Dallas Policja w Dallas zakończyła akcję przeciwko snajperowi, który zastrzelił wcześniej kilku policjantów w bezprecedensowy sposób, wysadzając go w powietrze przy pomocy specjalistycznego "robota". Zdaniem ekspertów jest to kolejny dowód na "militaryzację" sił policyjnych w USA. Były żołnierz, weteran walk w Afganistanie, Murzyn, Micah Xavier Johnson w czwartek wieczorem zastrzelił z ukrycia 5 policjantów i zranił 7 innych. Uczynił to w odwecie za zastrzelenie Murzyna podczas kontroli drogowej przez białego policjanta.
Eksperci w dziedzinie bezpieczeństwa uważają - pisze Reuters - że użycie robota z miną do zabicia sprawcy będzie miało poważne następstwa prawne i technologiczne. Do tej pory tego typu taktyka była używana przeciwko powstańcom przez wojska amerykańskie w Iraku i w innych strefach konfliktu.

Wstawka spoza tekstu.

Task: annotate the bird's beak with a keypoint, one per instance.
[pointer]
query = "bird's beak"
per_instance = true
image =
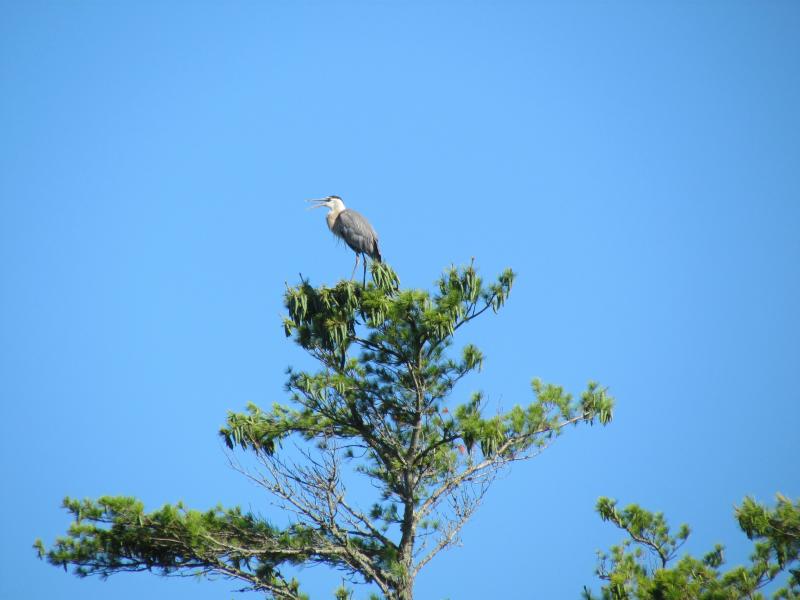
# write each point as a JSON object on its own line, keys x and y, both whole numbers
{"x": 320, "y": 203}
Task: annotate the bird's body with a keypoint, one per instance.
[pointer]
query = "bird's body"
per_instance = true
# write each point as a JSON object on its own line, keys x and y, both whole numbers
{"x": 353, "y": 228}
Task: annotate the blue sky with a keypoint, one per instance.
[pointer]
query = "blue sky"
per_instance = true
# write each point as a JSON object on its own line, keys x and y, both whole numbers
{"x": 638, "y": 165}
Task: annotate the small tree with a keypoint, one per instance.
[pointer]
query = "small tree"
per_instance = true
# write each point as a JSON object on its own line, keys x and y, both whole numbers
{"x": 645, "y": 566}
{"x": 377, "y": 407}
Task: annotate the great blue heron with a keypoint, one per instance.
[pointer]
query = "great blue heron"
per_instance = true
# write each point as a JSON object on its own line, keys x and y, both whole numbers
{"x": 353, "y": 228}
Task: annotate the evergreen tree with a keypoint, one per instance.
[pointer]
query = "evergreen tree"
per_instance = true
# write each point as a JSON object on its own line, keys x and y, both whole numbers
{"x": 378, "y": 408}
{"x": 645, "y": 566}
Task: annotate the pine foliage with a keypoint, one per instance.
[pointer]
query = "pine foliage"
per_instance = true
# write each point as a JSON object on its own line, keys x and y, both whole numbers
{"x": 379, "y": 405}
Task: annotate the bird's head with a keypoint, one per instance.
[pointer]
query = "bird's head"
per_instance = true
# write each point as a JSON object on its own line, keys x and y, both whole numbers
{"x": 330, "y": 202}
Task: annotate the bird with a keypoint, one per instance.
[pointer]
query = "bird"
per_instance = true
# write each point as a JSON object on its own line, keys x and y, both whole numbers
{"x": 353, "y": 228}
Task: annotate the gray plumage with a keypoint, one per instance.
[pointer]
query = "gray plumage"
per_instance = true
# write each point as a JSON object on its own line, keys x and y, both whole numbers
{"x": 353, "y": 228}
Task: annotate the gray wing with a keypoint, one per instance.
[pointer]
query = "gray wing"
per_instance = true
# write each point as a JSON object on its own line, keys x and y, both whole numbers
{"x": 357, "y": 233}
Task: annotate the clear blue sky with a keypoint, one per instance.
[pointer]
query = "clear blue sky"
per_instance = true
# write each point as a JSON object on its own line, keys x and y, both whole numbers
{"x": 637, "y": 163}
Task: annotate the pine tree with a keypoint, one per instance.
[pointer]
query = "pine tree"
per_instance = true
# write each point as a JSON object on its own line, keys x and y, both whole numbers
{"x": 379, "y": 408}
{"x": 646, "y": 565}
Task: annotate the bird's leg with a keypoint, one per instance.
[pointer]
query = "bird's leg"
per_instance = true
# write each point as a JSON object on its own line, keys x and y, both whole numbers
{"x": 364, "y": 281}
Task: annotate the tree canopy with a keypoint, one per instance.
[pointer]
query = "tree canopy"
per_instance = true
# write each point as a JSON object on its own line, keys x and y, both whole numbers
{"x": 379, "y": 407}
{"x": 646, "y": 565}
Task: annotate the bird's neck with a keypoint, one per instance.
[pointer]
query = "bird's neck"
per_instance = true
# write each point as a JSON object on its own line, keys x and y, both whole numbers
{"x": 333, "y": 214}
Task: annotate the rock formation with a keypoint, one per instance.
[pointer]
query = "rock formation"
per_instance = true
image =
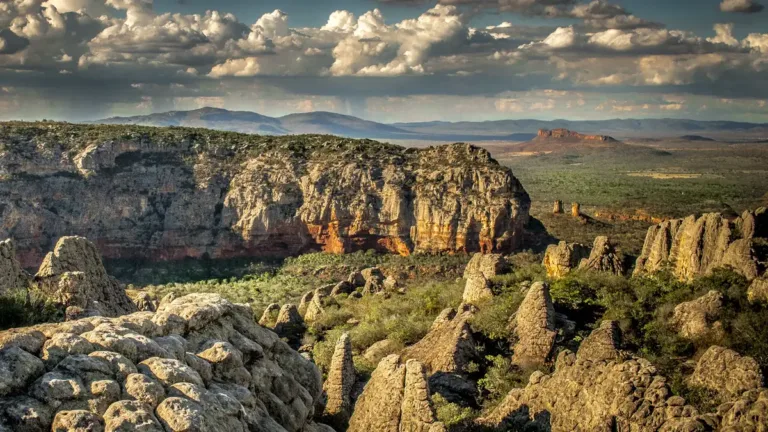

Burmistrz Dallas wyjaśnił, że snajper otrzymał ofertę poddania się i wyjścia z miejsca, gdzie przebywał, lub pozostania na miejscu. Wybrał pozostanie. Nie wiadomo, czy policja była przeszkolona do użycia robota-bomby, czy też była to improwizacja. Dallas Police Department nie odpowiedział na zgłoszone w tej sprawie pytania agencji Reuters.